At the Cooper Hewitt, Ulla Johnson unveiled a Spring 2026 collection that paid homage to one of her ultimate inspirations: the late Helen Frankenthaler, a pioneering figure of Abstract Expressionism. Johnson has long been known for collaborating with women artists or their estates—Lee Krasner, Anna Zemánková, and Shara Hughes among them—but Frankenthaler was “the dream,” she shared. Manifesting that dream took years of persistence, and its culmination is not only visible in this collection but also in the opening of Johnson’s new flagship store, located just blocks away from the show’s venue.
This season, Johnson fully embraced the idea that softness can be powerful. “In my creative art, ‘pretty’ and ‘feminine’… sometimes these words are taken to mean not serious or powerful,” she said. “I think Frankenthaler maybe struggled with that too. If you say it’s a beautiful picture, are you gutting something from what she was trying to say? Is it reductive?” After grappling with this for years, Johnson decided to lean into those very qualities.
The result was a collection rich with diaphanous, weightless fabrics and intricate detailing. Feather embellishments and soft fringes floated with every movement, creating a dreamlike effect. Swirls of color—directly inspired by Frankenthaler’s paintings—seeped into the textiles, giving the garments a painterly quality that blurred the line between fashion and fine art. The same color story extended to Johnson’s growing accessories line, with her expanding range of handbags also splashed with abstract motifs.
Johnson focused on three Frankenthaler works—Western Dream, Nature Abhors a Vacuum, and Moon Tide—each serving as a visual and emotional anchor for the collection. “When she put it on the floor, Frankenthaler felt like the border of the canvas became limitless,” Johnson explained. “That sense of being freed up without constraints, where really the edge can blur forever, was very inspiring for us.” This sense of boundarylessness translated into garments that felt airy, unconfined, and timeless.
The setting at the Cooper Hewitt Museum reinforced the idea of art in conversation with fashion. The collection was styled minimally to allow the garments’ textures and colors to speak. Hair and makeup stayed fresh and natural, with a touch of windswept softness that mirrored the fluidity of the silhouettes. The atmosphere was quietly reverent, as if each look were a brushstroke in a living painting.

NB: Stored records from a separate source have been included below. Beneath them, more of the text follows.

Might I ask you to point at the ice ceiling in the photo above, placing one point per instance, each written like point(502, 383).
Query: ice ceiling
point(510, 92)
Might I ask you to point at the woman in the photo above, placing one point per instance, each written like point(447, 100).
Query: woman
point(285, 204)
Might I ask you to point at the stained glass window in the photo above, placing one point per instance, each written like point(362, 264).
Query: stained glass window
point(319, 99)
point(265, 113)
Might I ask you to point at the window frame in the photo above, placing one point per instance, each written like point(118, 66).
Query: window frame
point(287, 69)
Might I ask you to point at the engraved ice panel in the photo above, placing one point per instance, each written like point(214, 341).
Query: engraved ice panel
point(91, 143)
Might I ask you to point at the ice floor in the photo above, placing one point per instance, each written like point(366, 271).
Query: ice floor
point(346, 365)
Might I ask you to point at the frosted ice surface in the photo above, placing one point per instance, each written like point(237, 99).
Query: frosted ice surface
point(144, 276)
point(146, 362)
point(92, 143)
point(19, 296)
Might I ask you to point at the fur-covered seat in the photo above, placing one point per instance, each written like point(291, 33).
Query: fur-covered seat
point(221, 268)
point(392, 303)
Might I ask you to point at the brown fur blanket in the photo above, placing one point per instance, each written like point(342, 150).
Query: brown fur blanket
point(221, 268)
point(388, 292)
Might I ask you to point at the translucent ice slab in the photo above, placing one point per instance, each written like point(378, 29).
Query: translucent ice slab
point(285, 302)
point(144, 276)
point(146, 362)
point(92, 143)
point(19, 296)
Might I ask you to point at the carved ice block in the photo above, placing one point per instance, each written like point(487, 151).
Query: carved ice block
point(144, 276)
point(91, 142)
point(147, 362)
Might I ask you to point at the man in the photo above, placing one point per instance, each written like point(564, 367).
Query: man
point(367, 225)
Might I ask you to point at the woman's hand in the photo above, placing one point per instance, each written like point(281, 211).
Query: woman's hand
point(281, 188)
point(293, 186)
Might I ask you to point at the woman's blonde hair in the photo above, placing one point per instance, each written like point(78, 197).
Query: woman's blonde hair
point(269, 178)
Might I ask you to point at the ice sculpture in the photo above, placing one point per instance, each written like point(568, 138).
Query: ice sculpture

What made this show compelling was Johnson’s insistence that embracing beauty, softness, and “prettiness” does not weaken a collection’s impact—if anything, it can amplify it. Her Spring 2026 lineup felt like a manifesto on the strength found in delicacy. By collaborating with Frankenthaler’s estate, she linked her work to a larger cultural dialogue about how femininity is perceived in both art and fashion.
The lingering question Johnson posed—what would Helen Frankenthaler wear from this collection, whether in her studio or on the streets—adds a layer of intrigue. There is a call here for balance: to see Johnson apply her considerable design drive toward sturdier, utilitarian pieces that could sit alongside her weightless dresses. For now, this collection celebrates the unrestrained, the soft, and the poetic—reminding us that there is power in leaning into beauty, even in a world that often undervalues it.